My exercise plan was shot since I couldn’t really do pilates or power walking. So this morning, I am beginning again. Because at my age, any break in the routine sends me backward. I’ll be gentle with myself today so I don’t re-injure the knee. But I need to stretch and move before I become frozen.

Just when I thought I was getting back into shape, I am starting over.


What I am reading/listening to:

Curable App (A different approach to your pain)

The podcast that goes along with Curable: Tell Me About Your Pain

Faith After Doubt by Brian McLaren because, well, there’s lots of doubt.

Make it Maya Such a sweet, funny young woman who shows easy vegan recipes. I’d be a vegan just because of her videos!

Update: My fun and kind-hearted pilates instructor reaffirmed to me this morning my leg pain is probably a tendon and will just take time to heal. Nevertheless, it was good to move.

Does Trauma Play a Role?

I am drawn to sunrises and sunsets. I’m sure that’s because I find them calming.

Lately, I’ve been listening to a podcast on Curable. Dr. Allan Abbass, spoke about how trauma creates pathways to various kinds of anxiety, even trauma that’s barely remembered.

My husband sent me an article from The Washington Post (he’s such a good support in helping me figure out what’s going on in my body –IBS and morning headaches). The article reminded me I had downloaded the Curable app, but I’d never really used it. I was motivated enough this time to binge on several podcasts today and to sign up!

From the article:

The view that chronic pain originates in the brain — that it’s fundamentally a psychological phenomenon, and can be eliminated by altering thoughts, beliefs and feelings rather than by changing something in the body or flooding it with chemicals — has long been controversial and is still largely dismissed as New Age hooey or offensive victim-blaming. But what started out as a hunch by health-care practitioners on the fringe is finally being proved true by science. It’s increasingly clear that chronic pain is often “neuroplastic” — generated by the brain in a misbegotten effort to protect us from danger. And that’s good news, because what the brain learns, we are discovering, it can unlearn. (The Washington Post)

At this point, I am willing to try anything. The comments following the article show people’s fear and lack of understanding. But if I’ve tried everything else, what could hurt? Anything to keep calm and heal.

The mind/body connection is fascinating.

What I Miss the Most

Photo by Thomas Park on Unsplash

I feel so much better when I don’t have my nightly cocktail. I know, that sounds so superficial, so silly.

But I do miss my bourbon.

As I walk around downtown #fxbg, I think, “Oh, I want to visit that outside restaurant, enjoy a drink on the patio and watch the world go by.” And then I remember: I can’t.

I’m hoping these diet restrictions won’t last forever, but I will never go back to daily alcohol.

It’s not just bourbon, though. I’ve also given up dairy and gluten and most sugar. I watch how many fructans I eat as well as making sure I drink enough water. Balancing alkaline foods with fodmap restrictions isn’t easy. But my gut has stabilized.

Journaling every day helps me keep track of what works (and what doesn’t). So does starting my day with warm lemon water.

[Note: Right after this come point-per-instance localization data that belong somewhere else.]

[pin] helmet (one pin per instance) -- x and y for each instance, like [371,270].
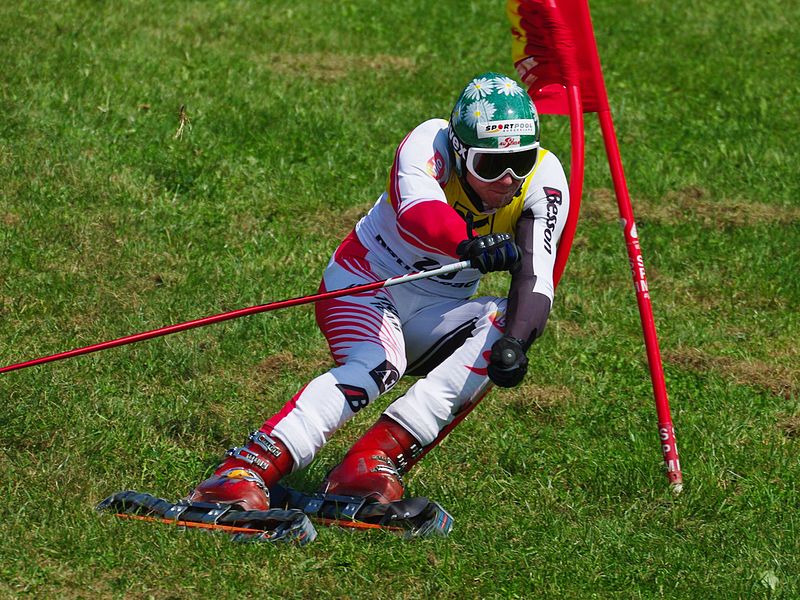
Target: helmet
[494,129]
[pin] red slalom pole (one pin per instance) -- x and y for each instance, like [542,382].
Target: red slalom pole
[242,312]
[666,431]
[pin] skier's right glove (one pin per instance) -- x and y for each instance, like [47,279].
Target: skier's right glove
[507,362]
[493,252]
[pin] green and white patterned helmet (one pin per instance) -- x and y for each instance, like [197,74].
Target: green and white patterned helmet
[493,123]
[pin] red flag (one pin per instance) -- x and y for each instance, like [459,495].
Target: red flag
[553,47]
[555,54]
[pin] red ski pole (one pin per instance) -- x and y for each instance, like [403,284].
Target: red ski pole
[242,312]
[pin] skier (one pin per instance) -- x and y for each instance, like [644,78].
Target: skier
[478,187]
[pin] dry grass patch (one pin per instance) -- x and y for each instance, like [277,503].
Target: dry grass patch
[691,204]
[332,67]
[781,380]
[539,401]
[790,426]
[10,219]
[336,224]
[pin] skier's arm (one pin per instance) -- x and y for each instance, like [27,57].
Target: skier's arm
[531,293]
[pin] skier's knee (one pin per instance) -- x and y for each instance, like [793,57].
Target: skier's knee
[361,384]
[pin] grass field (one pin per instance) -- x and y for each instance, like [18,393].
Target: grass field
[111,224]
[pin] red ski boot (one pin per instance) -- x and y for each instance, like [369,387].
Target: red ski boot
[243,479]
[374,466]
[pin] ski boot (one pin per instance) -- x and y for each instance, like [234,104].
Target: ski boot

Keeping track of all this is like a full time job. Good thing I’m retired!

Traveling and the Gut

Photo by Gaelle Marcel on Unsplash

I do have ways to manage my gut. But I find it interesting that I throw it all out the window when I travel.

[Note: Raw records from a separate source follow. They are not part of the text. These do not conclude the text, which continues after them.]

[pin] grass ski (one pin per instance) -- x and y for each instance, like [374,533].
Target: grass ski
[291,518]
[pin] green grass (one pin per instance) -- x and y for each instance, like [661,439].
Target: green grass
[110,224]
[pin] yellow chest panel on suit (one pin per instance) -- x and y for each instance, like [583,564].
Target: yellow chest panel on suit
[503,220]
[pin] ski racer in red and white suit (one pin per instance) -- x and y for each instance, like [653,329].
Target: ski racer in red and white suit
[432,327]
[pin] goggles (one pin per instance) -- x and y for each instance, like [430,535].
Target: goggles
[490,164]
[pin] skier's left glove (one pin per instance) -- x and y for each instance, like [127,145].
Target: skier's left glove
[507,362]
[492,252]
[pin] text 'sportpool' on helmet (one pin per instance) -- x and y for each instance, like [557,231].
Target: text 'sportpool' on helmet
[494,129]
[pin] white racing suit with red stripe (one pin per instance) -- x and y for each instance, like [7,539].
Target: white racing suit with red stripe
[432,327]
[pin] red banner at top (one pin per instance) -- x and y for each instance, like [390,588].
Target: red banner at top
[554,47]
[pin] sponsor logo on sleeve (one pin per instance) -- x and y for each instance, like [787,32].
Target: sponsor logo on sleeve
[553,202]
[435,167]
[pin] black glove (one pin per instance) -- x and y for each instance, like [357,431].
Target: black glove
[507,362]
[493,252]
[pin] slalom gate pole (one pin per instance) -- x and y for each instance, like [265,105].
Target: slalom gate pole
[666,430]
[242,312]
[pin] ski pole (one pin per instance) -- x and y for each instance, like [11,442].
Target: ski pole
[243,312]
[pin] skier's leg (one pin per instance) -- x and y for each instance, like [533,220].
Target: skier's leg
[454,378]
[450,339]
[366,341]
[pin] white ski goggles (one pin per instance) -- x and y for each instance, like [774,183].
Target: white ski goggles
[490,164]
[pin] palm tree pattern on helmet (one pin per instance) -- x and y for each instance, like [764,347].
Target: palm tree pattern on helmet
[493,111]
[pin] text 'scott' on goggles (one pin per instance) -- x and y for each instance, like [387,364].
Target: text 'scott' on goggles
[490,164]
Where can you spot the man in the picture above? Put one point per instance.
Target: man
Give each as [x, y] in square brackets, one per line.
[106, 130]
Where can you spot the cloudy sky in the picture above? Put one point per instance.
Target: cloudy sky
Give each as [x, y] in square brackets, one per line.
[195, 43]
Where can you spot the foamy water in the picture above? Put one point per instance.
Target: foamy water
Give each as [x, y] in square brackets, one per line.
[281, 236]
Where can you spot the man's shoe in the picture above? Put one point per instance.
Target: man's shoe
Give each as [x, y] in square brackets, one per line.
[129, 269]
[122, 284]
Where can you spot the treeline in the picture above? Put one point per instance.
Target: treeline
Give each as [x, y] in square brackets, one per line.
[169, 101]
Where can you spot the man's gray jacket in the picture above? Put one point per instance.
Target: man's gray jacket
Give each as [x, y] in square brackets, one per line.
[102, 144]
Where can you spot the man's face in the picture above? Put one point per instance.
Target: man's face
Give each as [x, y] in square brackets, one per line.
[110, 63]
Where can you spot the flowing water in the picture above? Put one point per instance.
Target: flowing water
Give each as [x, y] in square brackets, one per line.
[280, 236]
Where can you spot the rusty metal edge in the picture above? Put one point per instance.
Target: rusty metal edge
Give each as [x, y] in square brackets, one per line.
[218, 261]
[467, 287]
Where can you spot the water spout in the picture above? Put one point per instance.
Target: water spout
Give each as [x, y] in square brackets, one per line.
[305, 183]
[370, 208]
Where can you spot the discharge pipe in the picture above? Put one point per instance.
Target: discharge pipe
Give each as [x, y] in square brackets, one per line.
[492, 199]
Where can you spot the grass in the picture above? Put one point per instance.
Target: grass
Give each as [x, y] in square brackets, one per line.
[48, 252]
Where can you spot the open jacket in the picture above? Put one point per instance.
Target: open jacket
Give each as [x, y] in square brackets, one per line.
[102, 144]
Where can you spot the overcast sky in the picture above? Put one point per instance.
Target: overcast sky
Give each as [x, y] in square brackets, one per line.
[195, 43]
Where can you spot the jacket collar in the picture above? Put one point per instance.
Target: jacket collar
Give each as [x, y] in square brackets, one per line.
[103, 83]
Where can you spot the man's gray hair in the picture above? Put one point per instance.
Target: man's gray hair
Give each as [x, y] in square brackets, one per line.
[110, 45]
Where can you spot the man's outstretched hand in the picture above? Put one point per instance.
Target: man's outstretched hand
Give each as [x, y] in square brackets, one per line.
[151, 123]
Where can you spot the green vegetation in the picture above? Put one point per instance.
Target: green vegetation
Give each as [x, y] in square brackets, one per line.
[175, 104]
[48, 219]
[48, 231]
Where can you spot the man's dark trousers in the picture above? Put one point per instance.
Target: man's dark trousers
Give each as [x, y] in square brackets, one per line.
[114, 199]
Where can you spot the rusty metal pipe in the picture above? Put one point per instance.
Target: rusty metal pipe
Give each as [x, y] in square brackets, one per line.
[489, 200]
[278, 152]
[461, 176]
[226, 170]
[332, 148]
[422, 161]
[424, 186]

Yesterday I had cookies for breakfast. That was after I’d had quesadillas (lots of cheese) for supper the night before. And, in the car, I passed the time chomping on inappropriate snacks!

It’s as if I give myself an excuse, the freedom, to do whatever I want because my routine has changed. Today my gut will not be happy.

Routines are so important, even if they are a little boring. But the consistency helps me feel like all is right with the world.

Back in Fredericksburg, and I started the day with a trip to the local gym- my first visit in two years? Routines.

Grateful for: two houses I love, time to take care of myself, the sun shining in my windows.